Corregedoria de Justiça cobra de tribunais realização de concursos públicos para cartórios vagos
Órgão cobra ações concretas adotadas para solucionar problema de vacância em serventias de sete Estados. TJRN informou que comissão faz estudo técnico para contratação de empresa para realizar certame e TJES disse estar providenciando a abertura imediata de novo concurso; outros tribunais não responderam
A Corregedoria Nacional de Justiça deu um prazo de 15 dias para que sete Tribunais de Justiça informem sobre próximos concursos públicos para titularidade de cartórios de notas e de registro. O órgão cobra ações concretas adotadas para solucionar o problema de vacância nessas serventias.
O ofício foi enviado às presidências dos Tribunais de Justiça do Rio Grande do Norte (TJRN), do Pará (TJPA), de Pernambuco (TJPE), de Mato Grosso (TJMT), do Espírito Santo (TJES), do Ceará (TJCE) e da Bahia (TJBA) no último dia 8. Nesses Estados, as situações do sistema notarial e de registro são consideradas mais urgentes, segundo corregedor de Justiça, ministro Luis Felipe Salomão.
"Destacamos apenas que um dos objetivos de incitar os tribunais a fazerem concurso e evitar que pessoas não concursadas (os conhecidos interinos) permaneçam por vários meses ou anos nos cartórios, de forma a não privilegiar os princípios da administração pública", informou a CNJ.
Segundo a Constituição, não é permitido que qualquer serventia fique vaga, sem abertura de concurso de provimento ou de remoção por mais de seis meses.
Cartórios vagos nos Estados
De acordo com os dados do sistema Justiça Aberta, na Bahia, 57% dos cartórios estão vagos.

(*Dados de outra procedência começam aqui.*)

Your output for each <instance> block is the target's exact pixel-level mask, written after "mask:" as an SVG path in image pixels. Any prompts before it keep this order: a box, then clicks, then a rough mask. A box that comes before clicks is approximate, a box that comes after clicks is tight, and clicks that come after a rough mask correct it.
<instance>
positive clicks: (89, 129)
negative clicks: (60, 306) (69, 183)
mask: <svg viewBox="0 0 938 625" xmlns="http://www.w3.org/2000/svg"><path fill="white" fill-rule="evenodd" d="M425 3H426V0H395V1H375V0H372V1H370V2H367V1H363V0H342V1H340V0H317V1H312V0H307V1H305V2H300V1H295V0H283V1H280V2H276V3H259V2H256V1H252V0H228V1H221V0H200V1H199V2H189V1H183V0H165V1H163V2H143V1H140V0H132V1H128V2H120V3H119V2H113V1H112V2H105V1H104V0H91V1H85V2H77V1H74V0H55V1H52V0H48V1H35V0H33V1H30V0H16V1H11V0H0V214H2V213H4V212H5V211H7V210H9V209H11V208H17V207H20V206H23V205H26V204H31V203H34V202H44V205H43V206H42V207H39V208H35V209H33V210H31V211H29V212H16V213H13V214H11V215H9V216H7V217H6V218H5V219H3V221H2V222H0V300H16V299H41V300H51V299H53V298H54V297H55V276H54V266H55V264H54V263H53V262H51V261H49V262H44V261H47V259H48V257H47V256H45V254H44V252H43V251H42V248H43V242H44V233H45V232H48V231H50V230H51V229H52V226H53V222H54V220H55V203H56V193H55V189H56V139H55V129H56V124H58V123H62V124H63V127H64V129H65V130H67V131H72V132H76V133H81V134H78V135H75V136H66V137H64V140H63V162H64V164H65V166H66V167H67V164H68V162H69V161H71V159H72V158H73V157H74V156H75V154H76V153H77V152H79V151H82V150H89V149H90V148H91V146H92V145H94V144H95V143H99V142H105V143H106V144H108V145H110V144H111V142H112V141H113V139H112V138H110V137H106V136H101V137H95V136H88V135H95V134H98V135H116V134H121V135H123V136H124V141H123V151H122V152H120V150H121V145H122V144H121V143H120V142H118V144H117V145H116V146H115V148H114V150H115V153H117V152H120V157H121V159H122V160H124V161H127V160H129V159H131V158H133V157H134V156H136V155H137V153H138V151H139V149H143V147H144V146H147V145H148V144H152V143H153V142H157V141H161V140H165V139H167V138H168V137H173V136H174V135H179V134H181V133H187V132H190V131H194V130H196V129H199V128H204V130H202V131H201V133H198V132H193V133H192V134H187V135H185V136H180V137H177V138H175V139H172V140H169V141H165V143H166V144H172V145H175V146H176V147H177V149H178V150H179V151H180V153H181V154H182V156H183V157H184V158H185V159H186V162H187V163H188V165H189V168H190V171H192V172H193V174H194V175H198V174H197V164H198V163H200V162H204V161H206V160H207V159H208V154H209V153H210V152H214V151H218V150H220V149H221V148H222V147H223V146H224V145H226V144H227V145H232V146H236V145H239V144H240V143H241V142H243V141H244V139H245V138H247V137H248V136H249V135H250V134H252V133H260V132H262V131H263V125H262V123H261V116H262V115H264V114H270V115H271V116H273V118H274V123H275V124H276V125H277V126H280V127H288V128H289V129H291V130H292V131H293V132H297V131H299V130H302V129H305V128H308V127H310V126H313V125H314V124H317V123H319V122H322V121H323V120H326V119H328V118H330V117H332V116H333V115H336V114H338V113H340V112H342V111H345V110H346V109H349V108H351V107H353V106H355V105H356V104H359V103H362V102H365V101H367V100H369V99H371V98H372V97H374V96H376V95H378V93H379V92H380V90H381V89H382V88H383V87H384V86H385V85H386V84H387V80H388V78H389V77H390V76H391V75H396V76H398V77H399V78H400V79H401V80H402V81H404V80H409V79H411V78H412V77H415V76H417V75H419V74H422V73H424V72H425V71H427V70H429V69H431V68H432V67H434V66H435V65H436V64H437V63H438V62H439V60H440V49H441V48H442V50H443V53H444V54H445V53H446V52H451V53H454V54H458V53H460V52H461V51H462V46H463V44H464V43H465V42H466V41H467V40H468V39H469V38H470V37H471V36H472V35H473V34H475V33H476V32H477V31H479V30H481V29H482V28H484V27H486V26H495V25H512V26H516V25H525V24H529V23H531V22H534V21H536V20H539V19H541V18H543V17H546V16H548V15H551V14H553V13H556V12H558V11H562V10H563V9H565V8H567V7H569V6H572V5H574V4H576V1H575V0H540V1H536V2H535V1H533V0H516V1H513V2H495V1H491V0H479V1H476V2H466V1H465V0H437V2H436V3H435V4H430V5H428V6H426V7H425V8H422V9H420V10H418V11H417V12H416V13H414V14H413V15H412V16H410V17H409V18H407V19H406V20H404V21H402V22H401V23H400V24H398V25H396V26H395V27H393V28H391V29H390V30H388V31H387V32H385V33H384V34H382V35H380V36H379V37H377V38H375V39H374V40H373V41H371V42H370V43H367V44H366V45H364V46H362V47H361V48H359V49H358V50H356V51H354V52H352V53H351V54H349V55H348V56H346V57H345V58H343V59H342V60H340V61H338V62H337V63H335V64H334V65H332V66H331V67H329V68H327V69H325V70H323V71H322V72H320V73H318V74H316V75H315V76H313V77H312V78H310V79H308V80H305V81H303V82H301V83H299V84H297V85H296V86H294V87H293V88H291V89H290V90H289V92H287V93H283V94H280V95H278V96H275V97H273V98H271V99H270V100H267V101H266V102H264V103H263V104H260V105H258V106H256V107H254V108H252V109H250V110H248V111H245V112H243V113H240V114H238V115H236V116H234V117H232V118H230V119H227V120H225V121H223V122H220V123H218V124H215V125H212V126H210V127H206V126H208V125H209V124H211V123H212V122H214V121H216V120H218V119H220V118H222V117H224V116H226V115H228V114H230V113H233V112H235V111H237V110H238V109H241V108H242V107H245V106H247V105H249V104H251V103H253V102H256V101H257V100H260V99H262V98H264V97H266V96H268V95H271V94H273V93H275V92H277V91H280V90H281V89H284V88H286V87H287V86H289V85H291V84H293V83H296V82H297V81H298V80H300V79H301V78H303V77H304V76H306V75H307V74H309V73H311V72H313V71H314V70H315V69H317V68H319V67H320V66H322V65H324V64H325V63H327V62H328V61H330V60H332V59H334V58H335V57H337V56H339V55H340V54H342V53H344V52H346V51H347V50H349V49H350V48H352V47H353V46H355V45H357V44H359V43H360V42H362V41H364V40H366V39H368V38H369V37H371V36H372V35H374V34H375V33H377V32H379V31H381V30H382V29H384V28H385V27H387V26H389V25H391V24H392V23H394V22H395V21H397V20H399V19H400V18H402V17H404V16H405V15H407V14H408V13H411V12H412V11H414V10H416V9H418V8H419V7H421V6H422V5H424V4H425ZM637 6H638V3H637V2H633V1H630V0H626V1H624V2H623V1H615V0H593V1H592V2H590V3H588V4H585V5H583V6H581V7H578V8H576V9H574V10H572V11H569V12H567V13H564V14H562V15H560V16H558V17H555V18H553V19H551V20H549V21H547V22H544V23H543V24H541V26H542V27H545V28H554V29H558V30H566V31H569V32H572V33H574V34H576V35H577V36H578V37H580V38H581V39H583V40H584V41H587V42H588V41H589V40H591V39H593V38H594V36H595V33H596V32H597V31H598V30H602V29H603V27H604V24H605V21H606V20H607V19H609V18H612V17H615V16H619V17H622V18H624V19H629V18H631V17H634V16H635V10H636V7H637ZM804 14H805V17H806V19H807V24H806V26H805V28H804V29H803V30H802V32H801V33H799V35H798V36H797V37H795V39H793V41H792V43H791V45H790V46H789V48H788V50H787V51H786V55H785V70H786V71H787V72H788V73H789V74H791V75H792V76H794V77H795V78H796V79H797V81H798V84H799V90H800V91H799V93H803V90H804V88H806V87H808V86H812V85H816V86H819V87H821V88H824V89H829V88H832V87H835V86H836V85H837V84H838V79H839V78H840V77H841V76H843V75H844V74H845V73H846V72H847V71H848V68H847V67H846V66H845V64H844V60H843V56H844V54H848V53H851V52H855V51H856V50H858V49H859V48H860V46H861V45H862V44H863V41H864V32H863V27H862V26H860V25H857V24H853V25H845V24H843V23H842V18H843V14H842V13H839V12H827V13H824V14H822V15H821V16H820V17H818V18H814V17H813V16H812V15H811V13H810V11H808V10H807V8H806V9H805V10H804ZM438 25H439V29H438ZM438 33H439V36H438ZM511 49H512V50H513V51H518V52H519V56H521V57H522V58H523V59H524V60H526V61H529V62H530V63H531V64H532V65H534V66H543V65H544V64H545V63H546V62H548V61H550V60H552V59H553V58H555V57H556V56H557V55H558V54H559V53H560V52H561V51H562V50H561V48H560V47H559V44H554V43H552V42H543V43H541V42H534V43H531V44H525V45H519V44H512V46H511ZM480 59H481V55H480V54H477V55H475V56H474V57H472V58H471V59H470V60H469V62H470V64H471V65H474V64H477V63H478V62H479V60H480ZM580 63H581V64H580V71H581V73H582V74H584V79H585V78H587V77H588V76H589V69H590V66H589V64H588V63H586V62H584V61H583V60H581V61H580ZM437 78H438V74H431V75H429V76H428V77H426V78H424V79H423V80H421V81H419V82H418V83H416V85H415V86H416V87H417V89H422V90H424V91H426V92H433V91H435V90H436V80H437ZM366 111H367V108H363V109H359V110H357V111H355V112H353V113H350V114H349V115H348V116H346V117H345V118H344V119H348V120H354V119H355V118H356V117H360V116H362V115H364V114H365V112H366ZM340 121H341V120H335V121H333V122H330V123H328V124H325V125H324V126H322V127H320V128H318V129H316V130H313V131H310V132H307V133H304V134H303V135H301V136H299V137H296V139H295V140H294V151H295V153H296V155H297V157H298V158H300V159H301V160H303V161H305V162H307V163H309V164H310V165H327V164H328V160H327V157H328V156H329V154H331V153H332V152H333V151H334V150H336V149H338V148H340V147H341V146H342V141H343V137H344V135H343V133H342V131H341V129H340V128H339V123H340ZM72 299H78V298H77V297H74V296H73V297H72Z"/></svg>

O último concurso no Estado foi em 2013. No Rio Grande do Norte, 41% das serventias estão sem titular, sem certame desde 2012. Já no Pará, os números apontam 38%, com último concurso em 2015.
O Justiça Aberta mostra ainda que, em Pernambuco, 37% os cartórios estão vagos, com último concurso realizado em 2021. No Espírito Santos, 33% das serventias estão vagas e no Ceará, 20%. O Estado de Mato Grosso tem 33% dos cartórios vagos, com o concurso público mais recente ocorrido em 2013.
Os sete Tribunais de Justiça foram procurados pelo Estadão. O Tribunal de Justiça do Rio Grande do Norte informou, por nota, que a comissão do concurso está finalizando o estudo técnico preliminar para contratação de empresa para prestação de serviços especializados de planejamento, organização e realização de concurso público de provas e títulos para outorga de delegações de notas e registros do Estado.
"A empresa vencedora da futura licitação será responsável pelo fornecimento completo de recursos materiais e humanos e a execução de todas as atividades envolvidas e correlatas, em especial com a elaboração, impressão, aplicação e correção das provas, assim como toda e qualquer logística necessária à execução dos serviços", informou o TJRN.
O Tribunal de Justiça do Espírito Santo informou que o desembargador Samuel Meira Brasil Jr., quando exercia cargo de corregedor-geral, oficiou a presidência do Tribunal pela necessidade da realização de um novo certame. Agora, como presidente do TJES, cargo que assumiu há pouco mais de um mês, está providenciando a abertura imediata de novo concurso. "Então, a solicitação do CNJ é vista como bastante oportuna e será cumprida na íntegra pelo TJES", diz a nota.
Os outros tribunais não responderam até o momento.